Coup de cœur 2008 |
« Mon Dieu, mon dieu, laisse-moi encore une fois revoir le ciel de Pau » dit Charles Darrichon, l’auteur mourant de « Beth Ceu de Pau » (1), le fameux hymne à la beauté du ciel de la cité d’Henri IV. Il est vrai que la plaine du Gave de Pau, étendue entre la fière tour du château de Morlanne et les majestueuses Pyrénées, est dominée par un ciel absolument magnifique, un azur de saphir sur lequel trône, solitaire et hautain, le Pic du Midi d’Ossau. Se poser sur l’aéroport de Pau-Pyrénées est un ravissement sans égal quand la tombe de Pyrène (2) s’illumine de la gloire de Fébus (3), nappée dans les couleurs chatoyantes de l’automne. Ironie du sort, l’auteur de « Beth Ceu de Pau » écrivit son chant en Amérique, terre d’où viendraient des hommes qui donneront au ciel de Pau une gloire et une histoire à nulles autres pareilles.
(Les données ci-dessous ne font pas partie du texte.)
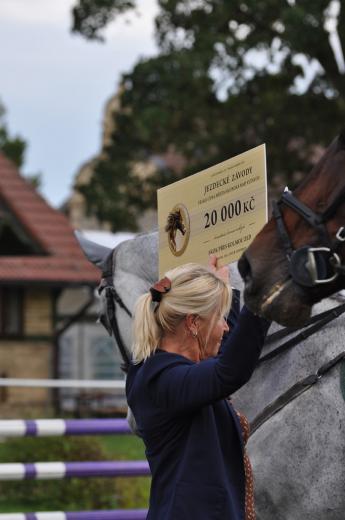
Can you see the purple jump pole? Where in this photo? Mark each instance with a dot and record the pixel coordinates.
(125, 514)
(107, 469)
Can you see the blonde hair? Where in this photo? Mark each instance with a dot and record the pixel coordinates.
(194, 290)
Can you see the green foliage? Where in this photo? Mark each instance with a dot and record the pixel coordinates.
(74, 494)
(229, 76)
(12, 147)
(90, 16)
(64, 495)
(134, 492)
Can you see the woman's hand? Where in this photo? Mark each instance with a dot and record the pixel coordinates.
(223, 272)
Début 1909. Près de six ans après le premier vol de leur Flyer III, les frères Orville et Wilbur Wright viennent enfin en Europe faire la preuve de leur savoir-faire jusque-là mis en doute par la petite communauté des aviateurs. Après plusieurs exhibitions au Mans dans le courant de l’année 1908, les Wright sont invités à Pau, la capitale du Béarn, où la municipalité se met littéralement en quatre pour leur préparer des conditions exceptionnelles, avec des logements luxueux dans les plus beaux hôtels palois, un terrain d’aviation sur la plaine du Pont Long dont l’aérologie est jugée exceptionnelle, des hangars, une tribune, et surtout l’assurance d’une audience massive. Pau est à l’époque une destination prisée pour son climat de la haute société tant européenne qu’américaine. Les rois d’Angleterre et d’Espagne y séjournent régulièrement et la capitale béarnaise est riche et huppée.
La seule contrainte imposée aux frères Wright fera entrer la ville de Pau au Panthéon de l’histoire aéronautique. Les Wright s’engagent par contrat avec la municipalité à former trois pilotes sur leur appareil. Pau devient alors la toute première école d’aviation de l’histoire et elle donnera à l’aviation mondiale un élan qui ne s’arrêtera plus.
Dans le Ciel de Pau est un ouvrage collectif rédigé par l’équipe de l’association La Chapelle Mémorial de l’Aviation, une équipe valeureuse qui a superbement réhabilité l’ancienne chapelle de la base aérienne 119 de Pau, un peu à l’écart du terrain, et qui milite pour la sauvegarde des hangars Eiffel qui ont abrité entre autres l’école militaire d’aviation de Pau pendant la Première Guerre mondiale.
Ces passionnés nous livrent ici un ouvrage aussi exceptionnel que le sujet qu’il traite. L’introduction, qui se veut modeste et humble, est l’arbre qui cache une forêt dense de recherche historique exhaustive, puissamment documentée et illustrée, qui dépasse d’ailleurs le simple cadre de l’aviation paloise. Les auteurs commencent l’ouvrage par un récapitulatif impressionnant des précurseurs et des pionniers qui ont pu influencer les Wright et qui donne d’entrée une vision très complète de la recherche aéronautique au début du siècle. Les chapitres suivants, non moins impressionnants d’exhaustivité et de documentation, relatent le séjour des Wright en France puis à Pau, avant d’aborder un descriptif technique passionnant du Flyer et d’exposer la formation des pilotes ou encore les négociations commerciales qui entourèrent la venue des Wright à Pau. L’ouvrage se termine par une vision globale de l’héritage des Wright à Pau.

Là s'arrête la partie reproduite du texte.